Mereka menggunakan hadis seruan jihad (perlawanan) untuk
mendukung keputusannya, sedangkan tugas utama manusia di muka bumi adalah
sebagai khalifah fil ardh, atau penjaga yang baik bagi bumi seisinya.
Gelombang pendakwah kalah yang tidak siap pada berbagai kondisi iman dan
ragam manusia tidak akan mencipta harmoni, melainkan chaos satu ke chaos
lainnya.
Gus Mus, seperti pula Almarhum Gus Dur, memang sosok guru yang
cenderung unik. Keunikan itu dapat kita saksikan lewat hal-hal yang paling
dekat dengan beliau sendiri. Sebagai pribadi yang "nyeni" dan
pandai bergaul dengan semua golongan, mereka justru kerap dianggap aneh dan
diragukan keulamaannya. Gus Mus bertopi ala penyair Pablo Neruda, membuat
sajak dan melukis.
Anak serta menantu beliau pun merdeka untuk berpenampilan
modern, tidak seperti anak-anak kiai pada umumnya, dengan profesi yang
bermacam-macam pula. Plis, nggak perlu debat soal anak-menantu Gus Mus, wong
Gus Mus aja nyantai. Bahkan, di dalam keluarga beliau, ada tradisi memanggil
anak dan menantu untuk berdiskusi secara terhormat perihal sebuah kasus
dengan menyajikan keilmuan dan kitab andalan masing-masing.

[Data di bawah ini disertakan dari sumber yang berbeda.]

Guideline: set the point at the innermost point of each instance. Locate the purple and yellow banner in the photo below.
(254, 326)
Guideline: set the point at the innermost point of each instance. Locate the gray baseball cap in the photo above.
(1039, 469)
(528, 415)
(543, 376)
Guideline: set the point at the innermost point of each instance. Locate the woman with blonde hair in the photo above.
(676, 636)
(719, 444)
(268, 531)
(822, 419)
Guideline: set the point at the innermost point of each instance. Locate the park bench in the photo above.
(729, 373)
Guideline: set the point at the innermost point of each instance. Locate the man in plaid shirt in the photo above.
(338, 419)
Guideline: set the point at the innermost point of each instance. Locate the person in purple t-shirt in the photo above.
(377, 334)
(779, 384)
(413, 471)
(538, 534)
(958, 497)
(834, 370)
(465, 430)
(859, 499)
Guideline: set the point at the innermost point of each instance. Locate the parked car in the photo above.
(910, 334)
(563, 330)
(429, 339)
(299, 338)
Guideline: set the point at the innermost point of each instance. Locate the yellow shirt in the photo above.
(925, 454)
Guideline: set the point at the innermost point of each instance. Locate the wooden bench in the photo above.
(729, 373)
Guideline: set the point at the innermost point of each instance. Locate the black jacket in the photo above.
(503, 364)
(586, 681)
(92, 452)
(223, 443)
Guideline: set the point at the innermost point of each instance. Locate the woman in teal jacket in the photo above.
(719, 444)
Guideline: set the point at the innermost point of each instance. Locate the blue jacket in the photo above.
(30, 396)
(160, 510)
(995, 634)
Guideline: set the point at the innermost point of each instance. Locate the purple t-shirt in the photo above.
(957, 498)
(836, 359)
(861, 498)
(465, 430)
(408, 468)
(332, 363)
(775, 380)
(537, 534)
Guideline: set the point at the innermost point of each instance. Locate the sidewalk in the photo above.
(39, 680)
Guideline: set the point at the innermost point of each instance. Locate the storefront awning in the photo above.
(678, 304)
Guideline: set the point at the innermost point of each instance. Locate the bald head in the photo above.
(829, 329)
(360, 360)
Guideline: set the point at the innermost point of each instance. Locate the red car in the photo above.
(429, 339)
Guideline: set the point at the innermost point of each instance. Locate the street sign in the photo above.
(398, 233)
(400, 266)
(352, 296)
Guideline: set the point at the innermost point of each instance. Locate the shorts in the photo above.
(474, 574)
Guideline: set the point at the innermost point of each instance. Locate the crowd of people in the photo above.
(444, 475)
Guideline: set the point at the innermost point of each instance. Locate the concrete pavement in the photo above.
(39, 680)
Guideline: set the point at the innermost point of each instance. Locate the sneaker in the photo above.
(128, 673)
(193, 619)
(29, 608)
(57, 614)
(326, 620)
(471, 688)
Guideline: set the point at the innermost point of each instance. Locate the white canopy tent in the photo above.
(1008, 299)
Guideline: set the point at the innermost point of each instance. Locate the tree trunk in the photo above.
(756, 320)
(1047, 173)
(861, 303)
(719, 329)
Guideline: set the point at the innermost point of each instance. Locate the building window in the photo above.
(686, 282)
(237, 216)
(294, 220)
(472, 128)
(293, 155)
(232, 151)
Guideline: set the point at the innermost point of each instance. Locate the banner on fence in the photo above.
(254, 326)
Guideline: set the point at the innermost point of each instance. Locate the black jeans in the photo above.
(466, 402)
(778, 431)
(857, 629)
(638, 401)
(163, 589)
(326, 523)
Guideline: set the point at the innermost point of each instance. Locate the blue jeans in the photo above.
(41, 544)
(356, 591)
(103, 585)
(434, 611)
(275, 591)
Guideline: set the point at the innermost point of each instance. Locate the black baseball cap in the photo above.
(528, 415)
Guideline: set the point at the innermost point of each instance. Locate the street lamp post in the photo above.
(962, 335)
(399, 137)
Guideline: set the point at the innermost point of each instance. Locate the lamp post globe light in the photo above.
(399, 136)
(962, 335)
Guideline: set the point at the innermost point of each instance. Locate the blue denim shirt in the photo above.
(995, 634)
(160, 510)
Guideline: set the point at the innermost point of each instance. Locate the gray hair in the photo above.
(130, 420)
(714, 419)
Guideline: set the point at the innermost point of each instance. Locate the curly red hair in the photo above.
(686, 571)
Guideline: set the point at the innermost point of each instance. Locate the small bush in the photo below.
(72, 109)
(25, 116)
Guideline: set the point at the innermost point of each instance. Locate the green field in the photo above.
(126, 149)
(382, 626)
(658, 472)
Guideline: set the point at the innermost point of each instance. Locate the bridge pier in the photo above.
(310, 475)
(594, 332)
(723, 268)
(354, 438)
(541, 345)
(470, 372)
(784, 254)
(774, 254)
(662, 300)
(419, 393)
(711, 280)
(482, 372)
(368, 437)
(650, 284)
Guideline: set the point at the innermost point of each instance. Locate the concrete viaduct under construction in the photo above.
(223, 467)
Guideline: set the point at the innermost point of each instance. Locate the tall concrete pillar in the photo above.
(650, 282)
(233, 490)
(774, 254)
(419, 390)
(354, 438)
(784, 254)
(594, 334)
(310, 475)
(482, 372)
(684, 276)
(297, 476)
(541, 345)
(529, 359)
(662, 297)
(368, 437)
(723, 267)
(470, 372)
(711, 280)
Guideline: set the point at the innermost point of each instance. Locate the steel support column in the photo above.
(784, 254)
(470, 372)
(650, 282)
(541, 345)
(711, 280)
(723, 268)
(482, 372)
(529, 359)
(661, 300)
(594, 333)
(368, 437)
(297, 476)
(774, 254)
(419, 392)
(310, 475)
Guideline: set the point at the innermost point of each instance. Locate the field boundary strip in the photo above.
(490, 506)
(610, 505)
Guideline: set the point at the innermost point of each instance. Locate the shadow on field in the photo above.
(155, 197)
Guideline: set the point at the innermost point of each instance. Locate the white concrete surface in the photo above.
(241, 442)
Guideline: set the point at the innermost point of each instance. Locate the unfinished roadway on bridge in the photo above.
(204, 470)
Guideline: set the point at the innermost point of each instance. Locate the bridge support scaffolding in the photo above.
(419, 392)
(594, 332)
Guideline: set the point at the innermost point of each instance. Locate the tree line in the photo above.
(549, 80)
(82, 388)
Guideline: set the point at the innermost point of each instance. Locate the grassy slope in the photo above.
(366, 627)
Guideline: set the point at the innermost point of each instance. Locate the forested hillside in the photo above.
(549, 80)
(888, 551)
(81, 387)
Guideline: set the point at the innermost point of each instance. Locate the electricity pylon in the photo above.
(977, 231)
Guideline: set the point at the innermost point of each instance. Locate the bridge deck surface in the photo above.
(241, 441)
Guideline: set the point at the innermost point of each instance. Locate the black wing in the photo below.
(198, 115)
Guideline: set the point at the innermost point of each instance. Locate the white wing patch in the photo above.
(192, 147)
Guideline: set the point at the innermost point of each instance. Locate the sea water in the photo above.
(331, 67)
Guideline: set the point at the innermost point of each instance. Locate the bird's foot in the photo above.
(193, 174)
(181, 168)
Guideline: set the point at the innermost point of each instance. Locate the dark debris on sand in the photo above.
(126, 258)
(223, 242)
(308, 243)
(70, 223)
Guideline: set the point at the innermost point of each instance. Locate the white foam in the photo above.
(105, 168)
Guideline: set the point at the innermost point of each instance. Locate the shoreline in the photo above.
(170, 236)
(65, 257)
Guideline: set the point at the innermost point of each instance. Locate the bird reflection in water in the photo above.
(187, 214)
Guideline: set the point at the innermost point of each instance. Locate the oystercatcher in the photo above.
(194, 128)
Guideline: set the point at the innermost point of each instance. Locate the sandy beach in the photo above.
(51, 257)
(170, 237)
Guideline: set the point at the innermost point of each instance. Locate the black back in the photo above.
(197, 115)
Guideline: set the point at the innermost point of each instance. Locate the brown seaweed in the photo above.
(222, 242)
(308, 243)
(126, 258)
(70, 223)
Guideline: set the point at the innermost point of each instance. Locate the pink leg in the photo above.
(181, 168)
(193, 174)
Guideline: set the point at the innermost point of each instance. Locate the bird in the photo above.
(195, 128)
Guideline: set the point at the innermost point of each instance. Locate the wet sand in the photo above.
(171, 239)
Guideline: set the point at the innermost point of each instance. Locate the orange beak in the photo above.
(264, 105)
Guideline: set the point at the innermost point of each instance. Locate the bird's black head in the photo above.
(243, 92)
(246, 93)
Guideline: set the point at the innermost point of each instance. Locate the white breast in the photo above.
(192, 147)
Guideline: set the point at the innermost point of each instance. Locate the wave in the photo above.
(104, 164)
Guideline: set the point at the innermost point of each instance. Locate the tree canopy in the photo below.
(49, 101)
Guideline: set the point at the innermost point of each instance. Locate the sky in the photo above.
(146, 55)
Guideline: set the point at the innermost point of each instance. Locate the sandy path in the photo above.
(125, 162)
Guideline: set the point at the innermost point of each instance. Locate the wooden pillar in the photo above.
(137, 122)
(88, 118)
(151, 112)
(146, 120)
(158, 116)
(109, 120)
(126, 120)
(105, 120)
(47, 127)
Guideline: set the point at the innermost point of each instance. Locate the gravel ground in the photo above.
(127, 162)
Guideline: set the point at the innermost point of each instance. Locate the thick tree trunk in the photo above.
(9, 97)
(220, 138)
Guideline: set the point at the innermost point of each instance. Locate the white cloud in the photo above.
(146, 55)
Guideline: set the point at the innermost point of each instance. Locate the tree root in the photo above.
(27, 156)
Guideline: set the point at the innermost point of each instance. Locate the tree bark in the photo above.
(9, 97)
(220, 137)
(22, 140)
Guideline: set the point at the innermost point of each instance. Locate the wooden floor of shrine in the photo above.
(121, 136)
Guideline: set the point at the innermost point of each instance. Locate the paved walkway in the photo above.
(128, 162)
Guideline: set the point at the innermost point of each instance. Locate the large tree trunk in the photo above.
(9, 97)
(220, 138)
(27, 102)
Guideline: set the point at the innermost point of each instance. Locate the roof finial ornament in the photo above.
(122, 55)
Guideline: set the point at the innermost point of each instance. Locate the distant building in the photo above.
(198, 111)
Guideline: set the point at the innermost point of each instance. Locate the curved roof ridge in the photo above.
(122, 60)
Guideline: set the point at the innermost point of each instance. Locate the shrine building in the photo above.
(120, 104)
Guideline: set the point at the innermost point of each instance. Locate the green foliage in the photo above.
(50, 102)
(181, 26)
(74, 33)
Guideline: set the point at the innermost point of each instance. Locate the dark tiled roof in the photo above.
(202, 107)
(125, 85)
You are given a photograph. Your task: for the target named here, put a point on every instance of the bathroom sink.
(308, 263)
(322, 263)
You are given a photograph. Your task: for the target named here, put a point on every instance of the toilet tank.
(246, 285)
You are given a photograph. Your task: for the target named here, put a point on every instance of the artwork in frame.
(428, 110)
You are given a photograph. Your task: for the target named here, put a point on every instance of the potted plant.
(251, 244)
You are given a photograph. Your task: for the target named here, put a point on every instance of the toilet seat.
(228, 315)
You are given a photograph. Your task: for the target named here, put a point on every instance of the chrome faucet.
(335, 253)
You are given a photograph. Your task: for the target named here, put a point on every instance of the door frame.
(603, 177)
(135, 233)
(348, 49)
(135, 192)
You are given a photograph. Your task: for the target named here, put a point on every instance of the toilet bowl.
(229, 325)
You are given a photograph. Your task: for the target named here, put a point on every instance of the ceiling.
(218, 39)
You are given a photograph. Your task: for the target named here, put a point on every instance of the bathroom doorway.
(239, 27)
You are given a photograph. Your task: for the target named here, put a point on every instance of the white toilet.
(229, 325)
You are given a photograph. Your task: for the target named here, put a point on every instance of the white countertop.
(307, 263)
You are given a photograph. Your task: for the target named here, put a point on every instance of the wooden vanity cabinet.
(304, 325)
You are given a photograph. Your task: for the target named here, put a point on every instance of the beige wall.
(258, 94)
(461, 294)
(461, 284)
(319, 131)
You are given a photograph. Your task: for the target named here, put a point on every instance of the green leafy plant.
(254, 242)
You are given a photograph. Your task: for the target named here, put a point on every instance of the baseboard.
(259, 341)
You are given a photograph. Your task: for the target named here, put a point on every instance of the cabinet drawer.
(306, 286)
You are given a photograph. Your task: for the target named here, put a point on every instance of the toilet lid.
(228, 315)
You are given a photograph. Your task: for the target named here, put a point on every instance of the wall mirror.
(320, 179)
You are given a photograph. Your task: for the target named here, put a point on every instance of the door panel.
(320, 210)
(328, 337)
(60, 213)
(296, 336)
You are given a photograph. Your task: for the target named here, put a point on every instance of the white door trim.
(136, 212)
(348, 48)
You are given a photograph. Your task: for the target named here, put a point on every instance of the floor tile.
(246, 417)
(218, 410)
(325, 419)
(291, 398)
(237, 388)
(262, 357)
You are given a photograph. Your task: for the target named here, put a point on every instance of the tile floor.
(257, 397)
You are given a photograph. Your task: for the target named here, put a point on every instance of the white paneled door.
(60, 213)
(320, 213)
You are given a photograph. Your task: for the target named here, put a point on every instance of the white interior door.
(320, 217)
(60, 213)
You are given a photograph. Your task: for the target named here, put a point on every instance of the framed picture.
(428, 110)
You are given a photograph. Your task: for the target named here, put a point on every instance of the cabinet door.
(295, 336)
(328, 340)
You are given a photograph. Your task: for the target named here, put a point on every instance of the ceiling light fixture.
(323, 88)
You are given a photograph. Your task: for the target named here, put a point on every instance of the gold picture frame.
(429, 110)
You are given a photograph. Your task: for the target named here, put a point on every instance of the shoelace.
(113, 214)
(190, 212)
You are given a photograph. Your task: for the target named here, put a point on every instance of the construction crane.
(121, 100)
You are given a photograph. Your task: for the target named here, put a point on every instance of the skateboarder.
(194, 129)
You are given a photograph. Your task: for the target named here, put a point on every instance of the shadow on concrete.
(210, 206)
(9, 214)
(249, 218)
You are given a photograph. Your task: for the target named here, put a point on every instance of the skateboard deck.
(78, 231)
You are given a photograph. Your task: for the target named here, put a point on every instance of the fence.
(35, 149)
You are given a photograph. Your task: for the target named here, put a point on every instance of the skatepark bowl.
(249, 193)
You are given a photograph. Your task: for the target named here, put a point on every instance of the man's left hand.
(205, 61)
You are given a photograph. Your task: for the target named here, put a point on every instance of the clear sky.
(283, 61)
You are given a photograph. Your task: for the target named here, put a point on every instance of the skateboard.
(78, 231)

Gus Mus mempersonakan sisi manusiawi. Ia sedang meneladankan
sesuatu tanpa mesti berteori. Lagipula, ketika orang-orang kerap
menyalahpahami beliau, beliau tetap mengajar kitab setiap hari di pesantren
sejak subuh hingga sore hari, juga menjadi pemimpin dan pendengar keluh dan
peluh masyarakat yang datang tiap hari. Hampir tak ada waktu untuk dirinya
sendiri.
Kuntowijoyo memang pernah bertanya,"Jika agama tidak boleh
kubawa berpolitik, apa ia mesti disimpan dalam lemari?" Kita tentu boleh
bersepakat dengan Kuntowijoyo, tetapi yang ia maksud dengan kata
"berpolitik" tentu saja bukan sekadar sotoy di sosial media.
Bolehlah menguji nilai Islam mana yang lebih baik untuk membangun sekolah,
bolehlah kita mengadu konsep Islam yang lebih baik dalam mewujudkan ekonomi
berasas keadilan, bolehlah kita berpikir konsep Islam bagian mana yang anti
macet Jakarta dan bisa mengurangi pengangguran. Diskusi yang begitu sih
sepertinya nggak bakalan berisik. Hehehe…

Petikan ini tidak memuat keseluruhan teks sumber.